Вот я уже в самолёте. Вначале мне было очень плохо. Когда объявили, что самолёт совершит посадку через пятнадцать минут, на меня вдруг нагрянуло волнение, но в то же время во мне таился безумный зверь, который так хотел выйти из меня, но я ему не позволяла.
Вот самолёт приземлился. Я вышла. Всё было настолько незнакомым. Все говорили не на английском, а на итальянском языке. Некоторых слов я вообще не могла разобрать. Для меня этот переезд был тюрьмой, которая, по-моему, длилась всю вечность.
Я поселилась в огромнейшем доме богатого человека господина Вельгейма, где я была служанкой. Мне казалась эта работа нудной и скучной. Но на время я согласилась подработать, что бы потом купить себе дом.
Человек, у которого я жила был гостеприимен. Иногда в доме все служанки, говорили на итальянском языке, а английский там почти никто не знал. Мне было так сильно скучно. И ещё не было не одного дня, чтобы я не вспомнила про маму, Эллин и Марко. Это ведь всё что у меня было, когда я жила в Лондоне. Теперь же у меня нет ничего. Иногда я так же думаю о папе, но никого из них нет рядом. Мне казалось глупым, что я уехала от людей, которые мне дороги, и приехала снова к людям, к которым я могу привязаться, и уже в следующий раз потеря будет в два раза больше. Я уже даже и не знала, куда себя девать, что делать и как можно защитить всех от самой себя. Все эти вопросы мучили меня сильно.

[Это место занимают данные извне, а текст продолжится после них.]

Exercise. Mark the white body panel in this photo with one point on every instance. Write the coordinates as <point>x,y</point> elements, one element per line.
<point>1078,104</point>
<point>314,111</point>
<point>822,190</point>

Господин Вельгейм относился ко мне с уважением, я была многим обязана ему. Он относился ко мне. Как к своей младшей сестре, это было приятно. Он даже хотел нанять мне репетитора, чтобы я лучше изучила итальянский и уже могла свободно говорить на нём. У меня многое получалось, я везде ездила, много получала. Но было одно «но». За всё то время, которое я провела у Господина Вельгейма, я нисколько не изменилась. Не изменилось ни лицо, ни тело, ни душа. Я была всё той же Келен, что была и в Лондоне, и меня это очень пугало.